What is Umbilical Hernia?
What is Umbilical Hernia? Umbilical Hernia is an organ that connects the mother to the fetus present in her womb. The food juice from the mother’s body will flow through the umbilical cord into the fetal body through a small hole in the fetal abdomen, which will normally be closed after the baby is born.
The umbilical hernia will occur when the holes are not perfectly closed, so some of the intestines stick out. Generally, umbilical hernia is harmless and does not hurt or cause discomfort. This condition is usually experienced by infants, although adults can also experience it.

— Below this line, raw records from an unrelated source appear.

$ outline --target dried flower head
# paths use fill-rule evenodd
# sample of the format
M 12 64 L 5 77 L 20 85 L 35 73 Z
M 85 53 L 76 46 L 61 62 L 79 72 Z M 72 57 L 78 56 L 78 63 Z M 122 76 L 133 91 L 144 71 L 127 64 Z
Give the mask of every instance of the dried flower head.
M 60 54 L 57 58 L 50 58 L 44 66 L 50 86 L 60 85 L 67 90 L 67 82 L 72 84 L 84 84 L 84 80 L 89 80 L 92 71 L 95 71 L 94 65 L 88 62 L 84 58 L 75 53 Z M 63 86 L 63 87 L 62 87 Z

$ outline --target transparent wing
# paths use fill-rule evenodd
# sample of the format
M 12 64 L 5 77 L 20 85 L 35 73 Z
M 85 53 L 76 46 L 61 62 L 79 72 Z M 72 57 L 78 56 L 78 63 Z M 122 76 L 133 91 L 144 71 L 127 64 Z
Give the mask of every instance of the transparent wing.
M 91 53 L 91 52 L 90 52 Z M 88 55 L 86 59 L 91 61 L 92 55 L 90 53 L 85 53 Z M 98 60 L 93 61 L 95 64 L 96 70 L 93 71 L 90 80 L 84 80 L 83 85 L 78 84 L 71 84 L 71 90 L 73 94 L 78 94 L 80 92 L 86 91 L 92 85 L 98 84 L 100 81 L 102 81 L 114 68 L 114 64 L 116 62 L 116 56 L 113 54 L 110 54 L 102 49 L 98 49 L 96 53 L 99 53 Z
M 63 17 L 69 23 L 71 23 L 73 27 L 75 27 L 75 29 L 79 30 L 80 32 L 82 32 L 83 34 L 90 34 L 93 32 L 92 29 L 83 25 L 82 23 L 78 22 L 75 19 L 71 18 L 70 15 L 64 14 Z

In infants, umbilical hernias usually occur when crying causes the baby’s navel to bulge out. Several factors that increase the risk of umbilical hernia are:
- Babies are born prematurely.
- Baby’s weight is low at birth.
- Contains twins.
- Women, tended to have a greater risk of umbilical hernia than men.
The umbilical hernia will usually disappear by itself after the baby is one or two years old. But sometimes, this condition can last longer. If the umbilical hernia does not heal until the age of four years, it is advisable to undergo surgical procedures. This step is also recommended in people who have umbilical hernia in adulthood.
Symptoms of Umbilical Hernia
Symptoms are something that is felt and told by the patient. Symptoms that appear in patients with umbilical hernia is the emergence of soft bumps near the navel.
In infants, these lumps will disappear when the baby is still. The umbilical hernia lump usually appears when the baby cries, coughs, laughs, or strains. The same symptoms also occur in adults with umbilical hernia. Plus, adults will also experience discomfort or pain in the navel.Talk to your doctor when you or your baby has a lump in the abdomen, looks painful (especially in infants), vomiting, or bumps begin to swell and change color.
Causes of Umbilical Hernia
The cause of umbilical hernia in infants is the failure of the abdominal muscles to close the umbilical cavity entirely shortly after birth. Failure will lead to umbilical hernia in the future.
While some of the causes of umbilical hernia in adults are:
- The pressure is too big on the abdomen.
- The fluid in the abdominal cavity.
- Obesity and overweight.
- Former abdominal surgery.
- Chronic peritoneal dialysis.
- Pregnancy. Especially in pregnancy repeatedly.
- Chronic cough.
- Chronic constipation.
- Enlarged prostate gland so there is urinary disorder.
Diagnosis of Umbilical Hernia
Diagnosis is a doctor’s step to identify a disease or condition that explains the symptoms and signs experienced by the patient. Some measures to diagnose an umbilical hernia are:
- Physical examination. Usually the doctor will test whether the hernia can be pressed into the abdominal cavity back. There can be a part of the hernia that is trapped in a hernia sac and can not be pushed back in, so this condition can be dangerous. The contents of the umbilical hernia are part of the intestine, which will lack the blood supply when squashed.
- Blood test. If any part of the intestine is pinched, a blood test can help to see an infection.
- Imaging test. Your doctor may run an X-ray or ultrasound imaging test on your abdomen to make sure there are no complications.
Treatment and Complications of Umbilical Hernia
In many cases, the hole that causes the umbilical hernia will close by itself when the baby enters the age of 1 to 2 years. In fact, there is a lump on the stomach that can be pressed to get back into the abdominal cavity.
The most common way to treat umbilical hernia is surgical procedure. The purpose of this surgery is to re-enter the tissue that has a hernia into the abdominal cavity, then close the hole in the abdominal muscles.
However, a new doctor will perform surgery if any of the following conditions occur:
- The lump does not shrink after one to two years.
- The lump hurts.
- The diameter of the lump in the abdomen is greater than 1.5 centimeters.
- The lump does not disappear when the baby is 3 to 4 years old.
- The contents of the hernia are trapped and can not return to the stomach or intestinal cavity wedged.
Complications of umbilical hernia are rare in infants and children.
New complications will occur if the abdominal tissue is pinched and can not get back into the abdominal cavity.
Stomach cramped tissue will lack blood supply so it can cause the emergence of pain and tissue damage. If continuous not get blood supply, stomach pinched tissue can die and cause dangerous infection.
Some of the symptoms felt by the patient when stomach tissue is pinched are:
- Severe pain in the abdomen when touched or depressed.
- The stomach becomes sensitive when touched.
- A lump appeared on the abdomen.
- The umbilical hernia lump becomes reddish.